熊野神社

豊葦原の瑞穂の国へ2

三種の神器

 天照大神は国神猿田彦(くにつかみさるたひこ)が、豊葦原の瑞穂の国へくだられる邇邇芸命(ににぎのみこと)の一行をむかえにきてくれたことで、たいへん、安心なさいました。
 天の岩戸開のとき力をつくした天児屋命(あめのこやねのみこと)布刀玉命(ふとたまのみこと)天宇受売命(あまのうずめのみこと)伊斯許理度売命(いしこりどめのみこと)玉祖命(たまのおやのみこと)の五神を、それぞれお供のものの頭としてつかわすことになりました。

 天の岩戸から天照(あまてらす)様にお出まし願うときに作られた八尺(やさか)のまが玉と八咫鏡(やたのかがみ)須佐之男命(すさのおのみこと)が八岐大蛇(やまたのおろち)の尾から取り出し献上した草薙剣(くさなぎのつるぎ)の三つの宝を、天照様は邇邇芸命(ににぎのみこと)にさずけました。
 この三つの宝は三種の神器といわれ、神武天皇から今上陛下(きんじょうへいか)まで百二十五代、代々みくらいにおつきになられるときに天皇様が受け継がれる宝なのです。それは天照大神(あまてらすおおみかみ)が御孫邇邇芸命(みまごににぎのみこと)にさずけられたとき、大神の魂がこめられ、大神の魂がやどっているからです。

 八尺のまが玉には、私心のない限りなくまろやかな慈愛の魂がやどっています。また今の世であれば57億7500万の地球上すべての人々の魂は皆、創り主のいのちの分けいのちであるから、この玉のように美しい。そして、すべての人々はこの玉飾りのように、一つのいのちで結ばれているという、とても深い意味がこめられています。この考え方が心底理解できれば、人類はひとつのいのちでつながった兄弟とわかり、大和(だいわ)し、仲よくなれるのです。それで、わが国は大和と書いて大和(やまと)の国なのです。
 遠い先祖の古代人は、人間の大もとをこのような形で示してくれているのは、すごいことですね。

 八咫鏡にはこれまた私心のない澄み切った神の叡智の魂がやどっています。天照大神(あまてらすおおみかみ)は、
「この鏡は専(もは)ら我(あ)が御魂(みたま)として吾(あ))が前(みまえ)を拝(いつ)くがごといつき奉(まつ)れ」
とおおせになりました。

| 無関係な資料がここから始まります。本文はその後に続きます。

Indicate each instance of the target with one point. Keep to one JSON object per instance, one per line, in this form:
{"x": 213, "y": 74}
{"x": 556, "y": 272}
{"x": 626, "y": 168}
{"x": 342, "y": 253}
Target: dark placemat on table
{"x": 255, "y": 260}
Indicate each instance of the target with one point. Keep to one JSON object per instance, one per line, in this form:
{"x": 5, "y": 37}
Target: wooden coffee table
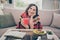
{"x": 28, "y": 32}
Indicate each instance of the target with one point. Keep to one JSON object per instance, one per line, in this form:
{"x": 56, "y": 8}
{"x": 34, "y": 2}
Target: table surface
{"x": 29, "y": 32}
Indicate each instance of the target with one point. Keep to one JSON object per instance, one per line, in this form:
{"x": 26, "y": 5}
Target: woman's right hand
{"x": 22, "y": 22}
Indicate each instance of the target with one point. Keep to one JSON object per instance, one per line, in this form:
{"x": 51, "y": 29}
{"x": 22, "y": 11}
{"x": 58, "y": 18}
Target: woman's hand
{"x": 26, "y": 26}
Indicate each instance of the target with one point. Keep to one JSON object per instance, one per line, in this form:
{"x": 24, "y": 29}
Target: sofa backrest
{"x": 45, "y": 16}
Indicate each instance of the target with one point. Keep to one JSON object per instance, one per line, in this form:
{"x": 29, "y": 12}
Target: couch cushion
{"x": 56, "y": 21}
{"x": 6, "y": 20}
{"x": 45, "y": 17}
{"x": 1, "y": 12}
{"x": 55, "y": 30}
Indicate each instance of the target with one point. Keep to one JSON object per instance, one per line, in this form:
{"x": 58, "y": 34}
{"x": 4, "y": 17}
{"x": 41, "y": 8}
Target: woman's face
{"x": 32, "y": 11}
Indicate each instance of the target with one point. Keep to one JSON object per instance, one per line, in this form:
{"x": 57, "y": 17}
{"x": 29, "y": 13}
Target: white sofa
{"x": 49, "y": 19}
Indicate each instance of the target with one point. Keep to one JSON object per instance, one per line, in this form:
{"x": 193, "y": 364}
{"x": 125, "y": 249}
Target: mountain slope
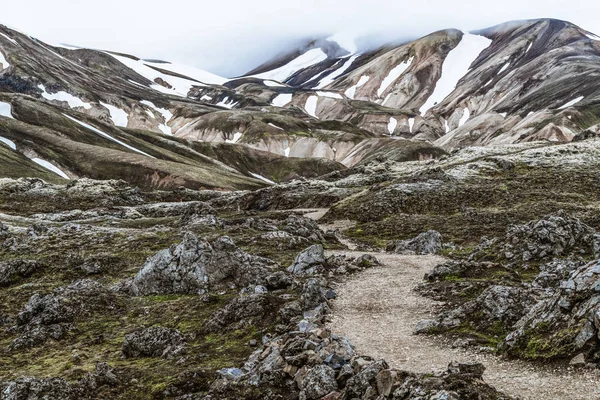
{"x": 516, "y": 82}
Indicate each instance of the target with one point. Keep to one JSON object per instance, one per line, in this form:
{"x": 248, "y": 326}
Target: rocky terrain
{"x": 168, "y": 233}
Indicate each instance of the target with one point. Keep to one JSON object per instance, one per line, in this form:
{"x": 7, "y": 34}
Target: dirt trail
{"x": 378, "y": 309}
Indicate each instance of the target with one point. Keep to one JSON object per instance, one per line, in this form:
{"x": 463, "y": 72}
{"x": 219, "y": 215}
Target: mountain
{"x": 89, "y": 113}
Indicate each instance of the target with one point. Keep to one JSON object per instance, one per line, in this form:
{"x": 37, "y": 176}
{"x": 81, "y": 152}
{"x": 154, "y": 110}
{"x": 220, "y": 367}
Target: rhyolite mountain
{"x": 67, "y": 113}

つまり八咫鏡は天照大神のみ魂として常に、私心のない大神の知恵のお心そのものを自分の心にして伝えついで行くように、と教えられたのであります。

 草薙剣(くさなぎのつるぎ)には私心のない天神(あまつかみ)のまことの勇気の魂がやどっています。
 地球の神である須佐之男(すさのお)様が天照様に献上されたということは、天の心と地の心がひとつになる。つまり心の文化と物の文明、大和の心で調和させる意味と、天の心で地を治める意味も含まれています。
 そのためには正義の剣が必要なときもあることも示されています。

 天照大神は、思金神(おもいかねのかみ)と手力男神(たじからおのかみ)もお供に加えました。すべての用意はととのい、いよいよ天孫邇邇芸命(てんそんににぎのみこと)が天くだるときがやってきました。
 天神の、
「では、ごきげんよう」
のお言葉で、天津日高日子番能邇邇芸命(あまつひこひこほのににぎのみこと)は、"天之岩位(あまのいわくら)"を離れられたと、古事記に書かれています。
 このことは、現実世界をみるこの目には見えないが、石(いわ)のようにかたく、確実に存在する。ぜったいに善いことばかりの高天原の真理世界の座(みくら)を離れての意味です。
 そして、現実の地上世界を救うためにくだってこられたのでありました。